Frog Music is based on a true story, whose details Donoghue meticulously lays out in an Afterword, a feature common to many literary historical novels, whose authors seem compelled to establish their historical and literary bona fides, by foregrounding their research and distinguishing it from their fiction. Ironically, the book’s most compelling emotional moment appears in that straight historical narrative, when Donoghue reveals what happened to the real-life Blanche after the events depicted in the novel. Sometimes, it seems, the facts are enough, and there is no need for fiction.


 If you had told me that of all the historical fiction I read this year, my favorite book would also be Oprah’s favorite, I would have scoffed. Then I would have had to eat my scoffing. Sue Monk Kidd’s The Invention of Wings, the fictionalized story of real-life abolitionist Sarah Grimké and her childhood maid, Hetty, about whom only a very few facts are known, is the historical novel of the season that most absorbed, interested, educated, and moved me. Oprah clearly felt the same way, for she chose it as her third selection for Oprah’s Book Club 2.0 and acquired the film rights. The Invention of Wings is a novel of women, race, challenge, inspiration, righteousness, suffering, and triumph—Oprahesque leitmotifs all and, in this case, the ingredients of a thoroughly satisfying book.

The novel begins when Sarah, an 11-year-old wealthy white girl in Charleston, South Carolina, receives 10-year-old slave girl Hetty, or Handful, as her mother named her, as a birthday present—to her instinctive disgust. It follows the two women’s stories, in alternating chapters, as they grow up and face the evils of slavery. But The Invention of Wings is hardly simplistic, in literary or moral terms. Kidd skillfully, but not heavy-handedly, develops a set of images (water, birds, wings) and symbols (Handful’s thimble, Sarah’s button, Handful’s mother’s quilts, red thread) that weave together the narrative and bind together the book’s women: Handful and her mother, Handful and Sarah, Sarah and her sister Nina, Sarah and Quaker abolitionist Lucretia Mott.
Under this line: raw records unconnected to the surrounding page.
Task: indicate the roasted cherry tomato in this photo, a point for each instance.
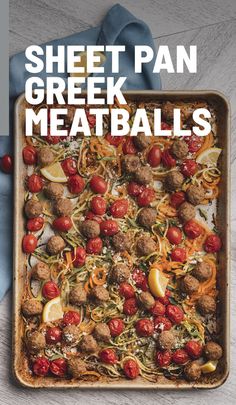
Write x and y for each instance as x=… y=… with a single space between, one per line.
x=119 y=208
x=62 y=224
x=134 y=189
x=162 y=323
x=35 y=183
x=53 y=335
x=6 y=164
x=79 y=256
x=188 y=167
x=109 y=227
x=98 y=205
x=69 y=166
x=35 y=224
x=126 y=290
x=131 y=369
x=41 y=366
x=114 y=140
x=193 y=349
x=29 y=155
x=29 y=243
x=140 y=279
x=144 y=327
x=71 y=318
x=212 y=244
x=98 y=185
x=58 y=367
x=174 y=313
x=180 y=356
x=94 y=217
x=174 y=235
x=146 y=197
x=178 y=255
x=176 y=199
x=167 y=159
x=128 y=147
x=194 y=143
x=192 y=229
x=94 y=246
x=116 y=326
x=158 y=309
x=163 y=358
x=130 y=306
x=154 y=156
x=50 y=290
x=76 y=184
x=108 y=356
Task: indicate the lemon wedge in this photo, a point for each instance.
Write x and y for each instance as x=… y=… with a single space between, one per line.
x=209 y=367
x=157 y=282
x=54 y=173
x=52 y=310
x=209 y=156
x=83 y=63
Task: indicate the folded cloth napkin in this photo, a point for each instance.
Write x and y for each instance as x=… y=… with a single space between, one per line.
x=119 y=27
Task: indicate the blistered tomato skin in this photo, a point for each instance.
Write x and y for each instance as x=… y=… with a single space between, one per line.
x=29 y=243
x=98 y=185
x=212 y=244
x=29 y=154
x=131 y=369
x=50 y=290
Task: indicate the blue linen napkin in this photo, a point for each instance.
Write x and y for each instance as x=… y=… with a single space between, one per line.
x=119 y=27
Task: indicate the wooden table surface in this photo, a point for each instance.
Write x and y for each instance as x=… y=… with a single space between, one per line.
x=209 y=24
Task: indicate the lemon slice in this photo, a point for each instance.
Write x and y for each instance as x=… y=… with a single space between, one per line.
x=83 y=63
x=157 y=282
x=52 y=310
x=209 y=367
x=209 y=156
x=54 y=173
Most striking, perhaps, is the finesse with which Kidd negotiates the minefield that is fiction about black and white women. This is not a novel where the black woman’s role in the story is to enable the white woman, nor is it a story that evades that powerful historical and fictional dynamic by relegating one or the other to its margins. Rather, Sarah and Handful each have their own stories, which entwine throughout, but never collapse into each other. Similarly, each has her own mother, and here too, Kidd eschews the easy way out. Sarah’s mother sticks to her white Southern slave-owner guns, impeding Sarah’s iconoclasm at every turn, yet showing the occasional, unpredictable hint of maternal compassion. Handful’s mother, Mauma, is the center of the novel, a stalwart figure of resistance and rebellion, who suffers for it.

The Invention of Wings is also a book about the power of language and texts: Handful’s secret reading lessons, Sarah’s stammer, slave passes, letters, lists of slaves, abolitionist and feminist pamphlets. In this book, words matter, whether they are creating personal opportunities and political movements or bringing down catastrophe. Words are also the stuff of history and fiction, and in its compelling story and language, The Invention of Wings offers one full-fledged realization of the possibilities of historical fiction. It plunges the reader wholly into the past, enlightening and entertaining us, while also making us reflect on our present, in history and in literature. icon

  1. Rachel Deahl, “William Morrow Finds Sleeper Hit in ‘Orphan Train,’Publishers Weekly, March 28, 2014.
  2. See David Shields, Reality Hunger (Knopf, 2010); Will Self, “The Novel Is Dead (This Time It’s For Real),” Guardian, May 2, 2014.